Pity the developers who resist agentic coding

The world of software development is changing very rapidly, and agentic coding is the catalyst. And by “very rapidly,” I mean “so fast that things are basically spinning almost out of control.”

What a fantastic time to be alive. With Claude Code, I have become (if I do say so myself) a 10x developer. Sometimes it feels like 100x. I find it all thrilling and amazing. For years, I’ve had a few ideas for websites, and I could never find the time to build them. I built one of them in about six hours a few weekends ago, and five of those hours were tweaking the look and feel. 

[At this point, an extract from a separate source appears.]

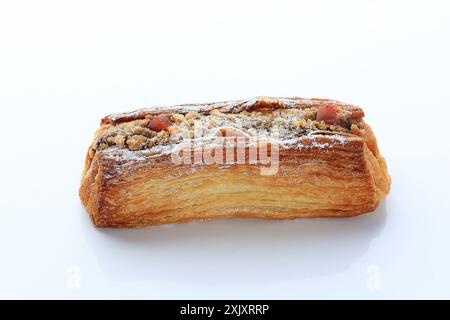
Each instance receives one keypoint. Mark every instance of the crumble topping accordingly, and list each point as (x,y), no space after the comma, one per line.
(137,135)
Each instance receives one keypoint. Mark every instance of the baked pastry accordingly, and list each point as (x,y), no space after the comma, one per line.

It’s all intoxicating. To watch Claude Code work—to ask it to do something that I know would take a week, or to have it figure out some complex bug that I would have taken three days to debug—is almost too much to believe. I don’t have the superlatives to describe it. 

This unique moment in the history of software developers is creating two groups of people that I, well, feel sorry for. 

Too late to code

The first group is the software developers of the future who will take agentic development for granted. They will never have written a line of code. For them, software development will be nothing but agent-based. They will never have battled recalcitrant code, created an elegant class structure, or written a tight-running algorithm. They will never have fought the debugger or struggled to figure out why something doesn’t work. They will never have worked for weeks on a small but crucial feature. They will never have cranked out awesome code while in a flow state. 

As a result, they will not feel the profound thrill of watching Claude Code do in 10 minutes what we mortals would have struggled to do in 10 days. Slowly but surely, we former code jockeys will retire, taking with us the legacy of actually writing code and of the early, heady days we are living through now, when suddenly—and irreversibly—we don’t have to write code anymore. For the next generation of developers, Claude Code will be the norm and not the incredible new thing. 

There is a second group that I feel bad for—the folks who can’t see what an amazing moment we are in. 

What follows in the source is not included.